Discovery at no time indicated that the scheme rules have changed and that modifier 0006 is no longer paid. They omitted to introduce the scheme rule in their systems to reflect that the new rule is now applicable.
Huysamen’s practice was blacklisted after she refused to sign an acknowledgement of debt or offer a settlement amount, forcing her to become a cash practice. She still bills for Saturdays, Sundays and public holidays.
Huysamen says that in becoming a cash practice, patients are at a disservice: “Discovery members have to pay up-front, out of pocket for services which they have cover and cannot afford. Their money is now used to offset the so-called debt. The members in question with the clawbacks are completely unaware that these activities are taking place on their behalf.”

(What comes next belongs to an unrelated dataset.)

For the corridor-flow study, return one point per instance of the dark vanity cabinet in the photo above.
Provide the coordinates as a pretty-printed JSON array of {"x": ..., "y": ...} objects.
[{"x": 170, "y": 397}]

The coding policy was changed in 2015 and Discovery informed physios they were no longer to use the 0006 code as it is for emergency use only. The SA Physio Society gave physios a new code which Discovery is not accepting either. A physio explained: “It was rejected on my accounts when I treated a Sunday patient so I had to reverse the claim and charge the 0006 code as I do not work weekends and then my account was flagged because of a one-time use of 0006 and I was audited.
Many physios are now forced to charge Monday to Friday rates to avoid being audited due to their use of the 0006 code.
Peer review not accepted
Another physio, who is part of the concerned practitioners who have now joined the Solutionist Thinkers in their group action against clawbacks, says that when she had her practice accredited and had a peer review conducted, she was informed the scheme would never request her patient notes. But during her audit, Discovery rejected her peer review through the South African Society of Physiotherapy, and insisted she was liable for over R200,000 over three years.
“They still want my hard copy of notes. If I send my notes through, then their auditors – who are not medical practitioners – will see that this patient was raped, that one had a meltdown because they lost their finances or child… It becomes public knowledge; it’s a breach of confidentiality.”
She says she was given a list of 10 patients over four years and asked why she used particular codes and why she did complex evaluations on patients.
“The emails are extremely derogatory – there is no respect for the medical professionals. It is appalling what they did to me… the stress.
“I don’t have the money to fight Discovery. I see four patients a day. If I roll over and pay the agreement that I have been fraudulent, they are going to do it again, like they did with others.” BM/DM
- Story corrected to clarify the jurisdiction of the Financial Sector Conduct Authority in relation to the Council of Medical Schemes. Apologies for the error.